Institute of Laser and Optoelectronics Technology, Fujian Provincial Key Laboratory for Photonics Technology, Key Laboratory of Optoelectronic Science and Technology for Medicine of Ministry of Education, Fujian Normal University, Fuzhou, China.
Department of Pathology, The First Affiliated Hospital of Fujian Medical University, Fuzhou, China.
J Biophotonics. 2024 Nov;17(11):e202400233. doi: 10.1002/jbio.202400233. Epub 2024 Sep 11.
Gleason grading system is dependable for quantifying prostate cancer. This paper introduces a fast multiphoton microscopic imaging method via deep learning for automatic Gleason grading. Due to the contradiction between multiphoton microscopy (MPM) imaging speed and quality, a deep learning architecture (SwinIR) is used for image super-resolution to address this issue. The quality of low-resolution image is improved, which increased the acquisition speed from 7.55 s per frame to 0.24 s per frame. A classification network (Swin Transformer) was introduced for automated Gleason grading. The classification accuracy and Macro-F1 achieved by training on high-resolution images are respectively 90.9% and 90.9%. For training on super-resolution images, the classification accuracy and Macro-F1 are respectively 89.9% and 89.9%. It shows that super-resolution image can provide a comparable performance to high-resolution image. Our results suggested that MPM joint image super-resolution and automatic classification methods hold the potential to be a real-time clinical diagnostic tool for prostate cancer diagnosis.

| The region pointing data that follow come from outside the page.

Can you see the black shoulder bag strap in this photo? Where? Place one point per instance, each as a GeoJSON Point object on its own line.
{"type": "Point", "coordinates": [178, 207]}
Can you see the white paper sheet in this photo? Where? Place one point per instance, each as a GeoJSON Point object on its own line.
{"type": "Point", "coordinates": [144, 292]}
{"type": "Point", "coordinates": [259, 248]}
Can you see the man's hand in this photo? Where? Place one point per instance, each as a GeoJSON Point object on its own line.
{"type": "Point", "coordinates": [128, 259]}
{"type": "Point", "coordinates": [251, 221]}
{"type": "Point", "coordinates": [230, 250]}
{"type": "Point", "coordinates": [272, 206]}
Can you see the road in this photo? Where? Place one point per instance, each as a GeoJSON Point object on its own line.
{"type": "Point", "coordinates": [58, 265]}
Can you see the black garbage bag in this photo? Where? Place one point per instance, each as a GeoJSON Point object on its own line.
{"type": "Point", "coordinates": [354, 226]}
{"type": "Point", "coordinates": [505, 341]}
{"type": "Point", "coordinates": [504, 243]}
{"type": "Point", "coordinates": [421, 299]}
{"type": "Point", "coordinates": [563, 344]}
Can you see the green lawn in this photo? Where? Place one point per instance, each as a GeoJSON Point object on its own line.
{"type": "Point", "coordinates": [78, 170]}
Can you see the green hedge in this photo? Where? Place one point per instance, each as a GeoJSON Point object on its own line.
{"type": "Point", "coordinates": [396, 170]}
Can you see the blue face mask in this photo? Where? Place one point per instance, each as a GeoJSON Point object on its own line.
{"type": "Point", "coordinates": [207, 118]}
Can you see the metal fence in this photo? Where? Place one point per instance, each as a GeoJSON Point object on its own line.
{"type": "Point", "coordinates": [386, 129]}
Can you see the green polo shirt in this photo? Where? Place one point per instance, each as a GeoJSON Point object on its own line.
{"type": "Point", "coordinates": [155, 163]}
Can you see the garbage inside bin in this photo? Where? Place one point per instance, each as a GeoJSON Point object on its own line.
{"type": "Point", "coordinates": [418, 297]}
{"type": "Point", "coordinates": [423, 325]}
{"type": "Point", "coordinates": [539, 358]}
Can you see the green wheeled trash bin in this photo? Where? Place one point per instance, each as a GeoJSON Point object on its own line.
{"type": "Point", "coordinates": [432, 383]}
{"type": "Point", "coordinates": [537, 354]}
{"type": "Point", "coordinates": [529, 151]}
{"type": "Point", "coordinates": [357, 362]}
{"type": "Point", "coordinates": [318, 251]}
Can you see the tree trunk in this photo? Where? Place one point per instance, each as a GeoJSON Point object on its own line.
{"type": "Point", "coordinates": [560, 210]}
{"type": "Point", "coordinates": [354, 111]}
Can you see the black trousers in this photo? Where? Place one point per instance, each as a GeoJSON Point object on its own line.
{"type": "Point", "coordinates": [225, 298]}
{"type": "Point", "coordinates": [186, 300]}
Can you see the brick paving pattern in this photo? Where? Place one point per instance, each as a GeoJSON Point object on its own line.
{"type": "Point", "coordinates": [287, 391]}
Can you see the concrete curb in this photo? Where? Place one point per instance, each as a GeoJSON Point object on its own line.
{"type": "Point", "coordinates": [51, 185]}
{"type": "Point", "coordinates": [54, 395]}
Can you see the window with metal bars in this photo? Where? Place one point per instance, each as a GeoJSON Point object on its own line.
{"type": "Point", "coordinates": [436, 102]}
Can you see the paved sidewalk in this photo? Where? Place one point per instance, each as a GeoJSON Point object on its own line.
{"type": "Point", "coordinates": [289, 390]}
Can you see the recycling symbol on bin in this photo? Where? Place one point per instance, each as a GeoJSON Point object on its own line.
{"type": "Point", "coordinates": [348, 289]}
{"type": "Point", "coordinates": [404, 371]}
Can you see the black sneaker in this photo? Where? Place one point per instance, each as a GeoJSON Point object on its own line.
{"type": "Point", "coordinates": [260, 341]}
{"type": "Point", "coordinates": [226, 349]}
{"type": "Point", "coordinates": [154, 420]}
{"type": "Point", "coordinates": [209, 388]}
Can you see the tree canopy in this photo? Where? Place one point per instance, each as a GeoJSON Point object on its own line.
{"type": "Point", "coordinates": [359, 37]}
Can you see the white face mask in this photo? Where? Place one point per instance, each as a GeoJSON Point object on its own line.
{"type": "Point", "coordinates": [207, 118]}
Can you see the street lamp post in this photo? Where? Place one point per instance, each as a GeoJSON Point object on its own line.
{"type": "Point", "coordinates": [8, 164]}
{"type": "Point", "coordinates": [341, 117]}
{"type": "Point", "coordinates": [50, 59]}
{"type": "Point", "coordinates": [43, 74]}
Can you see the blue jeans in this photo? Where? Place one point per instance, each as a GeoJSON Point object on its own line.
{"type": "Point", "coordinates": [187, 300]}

格里森分级系统是可靠的前列腺癌量化工具。本文介绍了一种基于深度学习的快速多光子显微镜成像方法,用于自动格里森分级。由于多光子显微镜 (MPM) 成像速度和质量之间存在矛盾,因此使用深度学习架构 (SwinIR) 进行图像超分辨率处理来解决此问题。低分辨率图像的质量得到了改善,采集速度从每帧 7.55 秒提高到每帧 0.24 秒。引入了分类网络(Swin Transformer)用于自动化的格里森分级。在高分辨率图像上进行训练的分类准确率和宏 F1 分别达到 90.9%和 90.9%。在对超分辨率图像进行训练时,分类准确率和宏 F1 分别达到 89.9%和 89.9%。这表明超分辨率图像可以提供与高分辨率图像相当的性能。我们的结果表明,MPM 联合图像超分辨率和自动分类方法有可能成为前列腺癌诊断的实时临床诊断工具。